Kinder versammeln sich vor den Zelten im syrischen Flüchtlingslager Al-Hol im Mai 2021.

Foto: AP / Baderkhan Ahmad

Wien/Damaskus – Die Hilfsorganisation Ärzte ohne Grenzen (MSF) kritisiert die "unerträglichen" Lebensbedingungen im syrischen Flüchtlingslager Al-Hol. Die Menschen dort würden "systematisch ihrer Rechte beraubt" und seien "dauerhaft Gewalt und Unsicherheit ausgesetzt". Kinder seien besonders betroffen, heißt es in einem am Montag veröffentlichten Bericht. Im vergangenen Jahr kamen demnach 79 Kinder in dem Lager ums Leben.

Eigentlich war das Flüchtlingslager, in dem sich auch österreichische Staatsbürgerinnen und Staatsbürger befinden, dazu gedacht, Zivilisten, die durch die Kriege in Syrien und im Irak vertrieben wurden, eine sichere vorübergehende Unterkunft und Zugang zu humanitärer Hilfe zu bieten. Mittlerweile habe sich Al-Hol jedoch "zu einer Art Freiluftgefängnis entwickelt", schreibt Ärzte ohne Grenzen in dem Bericht mit dem Titel "Between Two Fires: Danger and Desperation in Syria's Al-Hol Camp".

Verbrechen häufigste Todesursache

64 Prozent der Menschen in Al-Hol sind Kinder. Für sie sei das Leben in dem Camp besonders gefährlich, so die Hilfsorganisation. Mehr als ein Drittel aller, die im vergangenen Jahr in dem Lager starben, waren demnach Kinder unter 16 Jahren. Die häufigste Todesursache (38 Prozent) in Al-Hol ist der Tod infolge von Verbrechen. Zusätzlich zu den 85 kriminalitätsbedingten Todesfällen wurden in dem Lager 2021 auch 30 Mordversuche gemeldet.

Neben den Gefahren des Lagers gibt es laut Ärzte ohne Grenzen Berichte über Burschen im Teenageralter, die gewaltsam von ihren Müttern oder anderen Bezugspersonen getrennt wurden.

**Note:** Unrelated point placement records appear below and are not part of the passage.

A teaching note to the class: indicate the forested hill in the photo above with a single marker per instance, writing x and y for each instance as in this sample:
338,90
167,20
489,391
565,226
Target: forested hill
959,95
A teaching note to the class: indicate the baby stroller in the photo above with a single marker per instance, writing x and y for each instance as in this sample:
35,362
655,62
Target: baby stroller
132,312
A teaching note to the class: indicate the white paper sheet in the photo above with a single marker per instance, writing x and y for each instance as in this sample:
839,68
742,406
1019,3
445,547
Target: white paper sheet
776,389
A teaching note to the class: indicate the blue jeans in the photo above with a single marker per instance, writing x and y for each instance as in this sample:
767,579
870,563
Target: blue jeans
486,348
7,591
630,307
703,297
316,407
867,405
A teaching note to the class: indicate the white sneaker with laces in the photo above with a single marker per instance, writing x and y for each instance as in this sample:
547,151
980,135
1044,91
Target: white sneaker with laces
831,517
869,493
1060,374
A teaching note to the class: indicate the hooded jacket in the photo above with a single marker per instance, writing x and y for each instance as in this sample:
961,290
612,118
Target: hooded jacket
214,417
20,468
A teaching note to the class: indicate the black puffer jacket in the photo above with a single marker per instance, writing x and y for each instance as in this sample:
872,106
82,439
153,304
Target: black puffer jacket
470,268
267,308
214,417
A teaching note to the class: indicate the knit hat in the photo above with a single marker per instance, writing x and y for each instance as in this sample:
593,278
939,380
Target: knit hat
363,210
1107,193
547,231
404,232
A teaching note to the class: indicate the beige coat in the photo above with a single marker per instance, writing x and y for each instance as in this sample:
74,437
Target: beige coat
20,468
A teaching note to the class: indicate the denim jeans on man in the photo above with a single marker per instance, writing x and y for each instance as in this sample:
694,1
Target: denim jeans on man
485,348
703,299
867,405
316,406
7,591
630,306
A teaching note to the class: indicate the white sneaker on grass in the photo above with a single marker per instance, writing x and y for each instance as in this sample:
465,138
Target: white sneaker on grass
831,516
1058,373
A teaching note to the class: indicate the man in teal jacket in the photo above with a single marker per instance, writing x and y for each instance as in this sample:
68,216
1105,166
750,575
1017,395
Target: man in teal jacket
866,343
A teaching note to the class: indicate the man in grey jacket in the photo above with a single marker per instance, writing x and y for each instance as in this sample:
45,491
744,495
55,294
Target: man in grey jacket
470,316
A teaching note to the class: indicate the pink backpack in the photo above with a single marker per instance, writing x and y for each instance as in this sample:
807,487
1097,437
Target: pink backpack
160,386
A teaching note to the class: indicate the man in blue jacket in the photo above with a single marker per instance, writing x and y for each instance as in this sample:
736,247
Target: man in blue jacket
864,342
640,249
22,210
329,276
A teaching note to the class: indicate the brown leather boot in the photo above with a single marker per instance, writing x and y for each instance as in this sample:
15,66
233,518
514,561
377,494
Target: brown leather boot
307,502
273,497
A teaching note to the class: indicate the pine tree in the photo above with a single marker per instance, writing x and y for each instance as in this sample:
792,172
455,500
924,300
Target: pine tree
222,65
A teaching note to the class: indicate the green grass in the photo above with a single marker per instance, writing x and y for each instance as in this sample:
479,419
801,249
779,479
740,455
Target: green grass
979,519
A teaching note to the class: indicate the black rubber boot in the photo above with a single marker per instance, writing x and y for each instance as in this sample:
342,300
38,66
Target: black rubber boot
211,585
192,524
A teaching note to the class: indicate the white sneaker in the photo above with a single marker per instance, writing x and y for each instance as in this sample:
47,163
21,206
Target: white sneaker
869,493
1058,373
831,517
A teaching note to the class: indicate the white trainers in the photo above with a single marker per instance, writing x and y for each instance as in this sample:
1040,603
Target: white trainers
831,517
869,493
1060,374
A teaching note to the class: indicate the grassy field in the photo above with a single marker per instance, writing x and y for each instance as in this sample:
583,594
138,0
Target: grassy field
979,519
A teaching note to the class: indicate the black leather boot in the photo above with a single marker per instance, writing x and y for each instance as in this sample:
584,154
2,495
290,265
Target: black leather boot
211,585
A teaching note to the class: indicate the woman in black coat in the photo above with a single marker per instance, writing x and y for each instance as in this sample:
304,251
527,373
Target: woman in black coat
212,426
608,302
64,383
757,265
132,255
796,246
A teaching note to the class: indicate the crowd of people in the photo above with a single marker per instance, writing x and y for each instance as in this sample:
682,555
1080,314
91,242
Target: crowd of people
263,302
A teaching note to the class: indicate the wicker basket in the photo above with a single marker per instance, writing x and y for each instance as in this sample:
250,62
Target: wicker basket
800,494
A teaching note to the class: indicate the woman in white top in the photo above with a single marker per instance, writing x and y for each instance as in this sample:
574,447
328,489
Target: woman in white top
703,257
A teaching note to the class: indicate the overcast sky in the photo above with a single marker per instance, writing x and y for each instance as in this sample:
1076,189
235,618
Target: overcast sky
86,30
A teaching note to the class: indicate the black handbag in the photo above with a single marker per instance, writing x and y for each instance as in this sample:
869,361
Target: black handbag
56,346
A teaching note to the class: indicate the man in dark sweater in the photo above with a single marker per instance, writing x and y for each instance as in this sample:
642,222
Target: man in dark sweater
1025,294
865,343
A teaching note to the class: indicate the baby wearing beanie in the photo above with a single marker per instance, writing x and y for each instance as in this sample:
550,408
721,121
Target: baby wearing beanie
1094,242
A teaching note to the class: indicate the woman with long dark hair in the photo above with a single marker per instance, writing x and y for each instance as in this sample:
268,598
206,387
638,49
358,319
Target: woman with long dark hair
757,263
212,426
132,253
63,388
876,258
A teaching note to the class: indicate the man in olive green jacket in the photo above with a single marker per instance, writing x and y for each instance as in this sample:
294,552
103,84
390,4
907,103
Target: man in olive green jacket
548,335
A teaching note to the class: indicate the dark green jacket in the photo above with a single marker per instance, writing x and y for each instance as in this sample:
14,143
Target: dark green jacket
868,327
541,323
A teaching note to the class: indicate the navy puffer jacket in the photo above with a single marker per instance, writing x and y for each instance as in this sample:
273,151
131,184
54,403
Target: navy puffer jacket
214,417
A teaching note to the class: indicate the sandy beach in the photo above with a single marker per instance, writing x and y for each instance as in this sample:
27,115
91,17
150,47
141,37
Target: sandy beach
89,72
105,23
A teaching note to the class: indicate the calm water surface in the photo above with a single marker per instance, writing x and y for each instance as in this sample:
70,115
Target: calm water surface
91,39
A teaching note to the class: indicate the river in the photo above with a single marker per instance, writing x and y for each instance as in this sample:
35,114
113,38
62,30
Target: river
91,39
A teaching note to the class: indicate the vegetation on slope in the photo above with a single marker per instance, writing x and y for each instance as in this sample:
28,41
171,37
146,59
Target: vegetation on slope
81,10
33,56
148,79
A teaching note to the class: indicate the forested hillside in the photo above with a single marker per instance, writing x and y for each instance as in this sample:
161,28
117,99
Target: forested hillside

Es gebe kaum Informationen darüber, wohin sie gebracht wurden oder was mit ihnen geschehen ist. Zudem seien manche Kinder gestorben, weil die medizinische Versorgung zu langsam erfolgte.

Österreichische Staatsbürger im Lager

Trotz der unsicheren Bedingungen seien keine ausreichenden Fortschritte bei der Schließung des Lagers gemacht worden, kritisiert die Hilfsorganisation. "Je länger die Menschen in Al-Hol festgehalten werden, desto schlimmer wird es. Eine weitere Generation ist dann der Ausbeutung ausgeliefert und hat keine Aussicht auf eine Kindheit ohne Gewalt", so Martine Flokstra, Projektkoordinatorin von Ärzte ohne Grenzen für Syrien.

In Al-Hol und anderen damit verbundenen Gefangenenlagern in Syrien befinden sich aktuell rund 53.000 Personen, darunter etwa 11.000 ausländische Staatsangehörige – aus rund 60 verschiedenen Ländern, darunter auch Österreich. Das Außenministerium in Wien hat Kenntnis von weniger als zehn österreichischen Staatsbürgerinnen und Staatsbürgern in den Lagern Al-Roj und Al-Hol. Seit Kriegsausbruch 2011 wurden bisher vier Minderjährige mit österreichischer Staatsbürgerschaft aus Syrien zurückgeholt.

"Die Mitglieder der Anti-IS-Koalition wie Österreich sowie andere Länder, deren Staatsangehörige in Al-Hol und anderen Gefängnissen und Lagern im Nordosten Syriens festgehalten werden, haben ihre Bürger im Stich gelassen", erklärte Marcus Bachmann, Berater für humanitäre Angelegenheiten von Ärzte ohne Grenzen Österreich. "Sie müssen Verantwortung übernehmen", forderte er. Auch Österreich müsse seinen rechtlichen Verpflichtungen nachkommen und die Rückführung seiner Bürgerinnen und Bürger gewährleisten. (APA, 7.11.2022)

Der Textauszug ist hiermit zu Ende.